Academic Department of Trauma & Orthopaedics, School of Medicine, University of Leeds, Clarendon Wing, Level A, Great George Street, Leeds, UK.
Injury. 2017 Dec;48 Suppl 7:S27-S33. doi: 10.1016/j.injury.2017.08.035. Epub 2017 Aug 26.
Our aim was to investigate whether patients presenting with fragility fractures of the proximal femur are receiving osteoporosis treatment and to assess the number of other fragility fractures they have sustained prior to admission.
All patients presenting to our institution with fragility fractures of the proximal femur within an 18-month period (January 2012-August 2013) were included. Patient demographics; fracture classification (AO/OTA); American Society of Anesthesiologists (ASA) grade; Abbreviated Mental Test Score (AMTS) on admission; type of operation; time to operation; peri-operative complications; length of hospital stay (LOS); walking status; osteoporotic medication; Dual-energy X-ray absorptiometry (DEXA) results; additional fragility fractures; and mortality were collected and analysed.
A total of 1004 patients (278 male) met the inclusion criteria and were included into the study. The mean age was 82.01 years and mean LOS was 19.54days. Fifty-four per cent of the patients were admitted from their own homes whereas 43% were capable to walk indoors without any aids before their injury. Mean time to surgery was 2.06days (Median: 1.31, range: 0-26days). Three hundred and six patients (30.5%) had at least another fragility fracture before the index episode (mean 1.40 fractures; SD: 0.71 fractures; range: 1-6 fractures). Only 16.4% were under complete osteoporosis treatment on admission, defined as receiving calcium with vitamin D and a bisphosphonate or an alternative agent. When we compared patients without a history of a previous fragility fracture (Group A) and patients with at least another previous fragility fracture (Group B), we found that patients in Group B had a significantly lower AMTS score, lower bone mineral density (BMD) as evident on the DEXA scan, an inferior mobility before admission and a higher incidence of extracapsular fractures (p<0.05). On discharge, patients in Group B had a higher chance of receiving complete bone protection compared to group A (27.9% versus 41.7%; p<0.01). Following discharge, 11.2% of the patients sustained an additional fragility fracture. The mean time from the index episode to the additional fracture was 0.65 years, whilst these injuries were more frequent in Group B (RR=1.638; p<0.05).

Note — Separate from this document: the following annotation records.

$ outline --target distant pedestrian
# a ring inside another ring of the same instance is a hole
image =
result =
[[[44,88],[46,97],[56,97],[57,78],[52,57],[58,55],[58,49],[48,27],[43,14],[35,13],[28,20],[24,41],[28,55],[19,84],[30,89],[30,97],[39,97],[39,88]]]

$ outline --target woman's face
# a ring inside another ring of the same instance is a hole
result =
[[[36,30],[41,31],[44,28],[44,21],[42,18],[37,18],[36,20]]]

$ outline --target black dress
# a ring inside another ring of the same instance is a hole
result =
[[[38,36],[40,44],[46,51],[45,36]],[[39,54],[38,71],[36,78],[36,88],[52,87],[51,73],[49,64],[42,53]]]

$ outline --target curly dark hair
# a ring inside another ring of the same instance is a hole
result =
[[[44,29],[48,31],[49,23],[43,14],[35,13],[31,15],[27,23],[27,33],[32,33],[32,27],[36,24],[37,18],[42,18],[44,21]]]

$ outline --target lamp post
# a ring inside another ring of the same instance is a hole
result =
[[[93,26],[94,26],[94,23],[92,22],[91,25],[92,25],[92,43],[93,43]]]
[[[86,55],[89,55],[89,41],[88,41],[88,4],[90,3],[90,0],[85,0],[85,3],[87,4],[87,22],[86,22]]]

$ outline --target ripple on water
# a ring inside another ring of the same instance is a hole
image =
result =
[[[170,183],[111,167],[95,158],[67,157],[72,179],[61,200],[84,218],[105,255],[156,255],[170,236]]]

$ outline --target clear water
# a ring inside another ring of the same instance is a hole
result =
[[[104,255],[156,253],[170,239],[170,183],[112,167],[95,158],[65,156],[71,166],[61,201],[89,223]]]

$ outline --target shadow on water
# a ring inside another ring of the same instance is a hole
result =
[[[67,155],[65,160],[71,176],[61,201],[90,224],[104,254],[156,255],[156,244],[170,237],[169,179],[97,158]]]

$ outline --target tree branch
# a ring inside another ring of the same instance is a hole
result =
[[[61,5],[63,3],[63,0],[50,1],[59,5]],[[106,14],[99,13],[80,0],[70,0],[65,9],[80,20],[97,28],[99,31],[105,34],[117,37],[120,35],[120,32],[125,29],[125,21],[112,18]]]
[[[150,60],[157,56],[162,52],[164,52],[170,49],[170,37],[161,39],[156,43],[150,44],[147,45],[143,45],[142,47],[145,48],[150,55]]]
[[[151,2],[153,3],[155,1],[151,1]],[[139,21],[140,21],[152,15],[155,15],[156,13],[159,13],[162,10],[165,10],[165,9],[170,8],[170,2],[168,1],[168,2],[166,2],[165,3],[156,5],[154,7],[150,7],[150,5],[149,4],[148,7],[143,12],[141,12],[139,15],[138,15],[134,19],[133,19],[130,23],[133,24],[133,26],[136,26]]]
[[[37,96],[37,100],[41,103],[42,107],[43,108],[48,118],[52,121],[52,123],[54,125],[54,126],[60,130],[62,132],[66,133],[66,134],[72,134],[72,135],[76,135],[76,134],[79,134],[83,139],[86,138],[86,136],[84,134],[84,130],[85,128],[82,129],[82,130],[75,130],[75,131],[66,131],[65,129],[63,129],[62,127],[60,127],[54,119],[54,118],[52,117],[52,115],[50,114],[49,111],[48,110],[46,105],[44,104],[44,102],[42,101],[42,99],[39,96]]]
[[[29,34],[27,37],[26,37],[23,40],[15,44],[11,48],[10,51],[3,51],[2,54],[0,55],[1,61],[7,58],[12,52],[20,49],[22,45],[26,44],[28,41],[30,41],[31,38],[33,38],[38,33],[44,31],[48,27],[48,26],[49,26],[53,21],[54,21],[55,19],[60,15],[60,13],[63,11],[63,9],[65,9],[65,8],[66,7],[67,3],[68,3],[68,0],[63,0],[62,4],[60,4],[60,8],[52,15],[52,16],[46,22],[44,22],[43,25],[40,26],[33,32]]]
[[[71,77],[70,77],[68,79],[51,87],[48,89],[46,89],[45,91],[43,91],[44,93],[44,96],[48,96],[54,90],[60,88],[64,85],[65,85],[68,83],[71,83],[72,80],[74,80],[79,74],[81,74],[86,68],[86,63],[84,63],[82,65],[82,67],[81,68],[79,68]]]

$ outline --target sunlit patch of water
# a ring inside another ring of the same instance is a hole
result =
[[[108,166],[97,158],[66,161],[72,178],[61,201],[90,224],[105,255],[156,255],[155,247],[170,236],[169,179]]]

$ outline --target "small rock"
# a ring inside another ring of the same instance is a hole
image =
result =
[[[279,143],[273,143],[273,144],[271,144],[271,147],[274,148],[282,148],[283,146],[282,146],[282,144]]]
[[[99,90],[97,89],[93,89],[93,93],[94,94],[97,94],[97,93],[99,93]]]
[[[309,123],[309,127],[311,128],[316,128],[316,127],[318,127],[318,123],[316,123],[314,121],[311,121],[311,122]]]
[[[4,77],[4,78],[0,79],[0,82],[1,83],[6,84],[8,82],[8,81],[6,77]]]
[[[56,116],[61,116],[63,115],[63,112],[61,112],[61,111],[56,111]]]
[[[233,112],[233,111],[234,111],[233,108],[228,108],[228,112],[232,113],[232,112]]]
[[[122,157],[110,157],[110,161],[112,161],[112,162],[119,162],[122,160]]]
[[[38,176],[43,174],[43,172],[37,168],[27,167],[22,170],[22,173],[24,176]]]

Patients presenting with a hip fracture are generally under-treated for osteoporosis. Post-operative assessment by a designated geriatrician and use of a standardised protocol is of paramount importance for reducing the risk of additional fragility fractures. Additionally, screening of the elderly population for identifying the patients who suffer from osteoporosis can potentially reduce the risk of sustaining a further fragility fracture.
我们的目的是调查股骨近端脆性骨折患者是否正在接受骨质疏松症治疗,并评估他们在入院前发生的其他脆性骨折的数量。
纳入在18个月期间(2012年1月至2013年8月)因股骨近端脆性骨折前来我院就诊的所有患者。收集并分析患者的人口统计学资料、骨折分类(AO/OTA)、美国麻醉医师协会(ASA)分级、入院时简易精神状态检查表(AMTS)评分、手术类型、手术时间、围手术期并发症、住院时间(LOS)、行走状态、骨质疏松症用药、双能X线吸收法(DEXA)结果、其他脆性骨折情况以及死亡率。
共有1004例患者(278例男性)符合纳入标准并被纳入研究。平均年龄为82.01岁,平均住院时间为19.54天。54%的患者从家中入院,43%的患者在受伤前能够在室内无需辅助自行行走。平均手术时间为2.06天(中位数:1.31天,范围:0 - 26天)。306例患者(30.5%)在本次骨折事件之前至少还有一次脆性骨折(平均1.40次骨折;标准差:0.71次骨折;范围:1 - 6次骨折)。入院时仅有16.4%的患者接受了完整的骨质疏松症治疗,完整的骨质疏松症治疗定义为同时服用钙和维生素D以及一种双膦酸盐或其他替代药物。当我们比较无既往脆性骨折病史的患者(A组)和至少有一次既往脆性骨折的患者(B组)时,我们发现B组患者的AMTS评分显著更低,DEXA扫描显示骨密度(BMD)更低,入院前活动能力较差,且囊外骨折发生率更高(p<0.05)。出院时,B组患者接受完整骨骼保护的可能性高于A组(27.9%对41.7%;p<0.01)。出院后,11.2%的患者发生了额外的脆性骨折。从本次骨折事件到再次骨折的平均时间为0.65年,而这些损伤在B组中更为常见(相对危险度=1.638;p<0.05)。
髋部骨折患者的骨质疏松症治疗普遍不足。由指定的老年病科医生进行术后评估并采用标准化方案对于降低额外脆性骨折的风险至关重要。此外,对老年人群进行筛查以识别患有骨质疏松症的患者可能会降低再次发生脆性骨折的风险。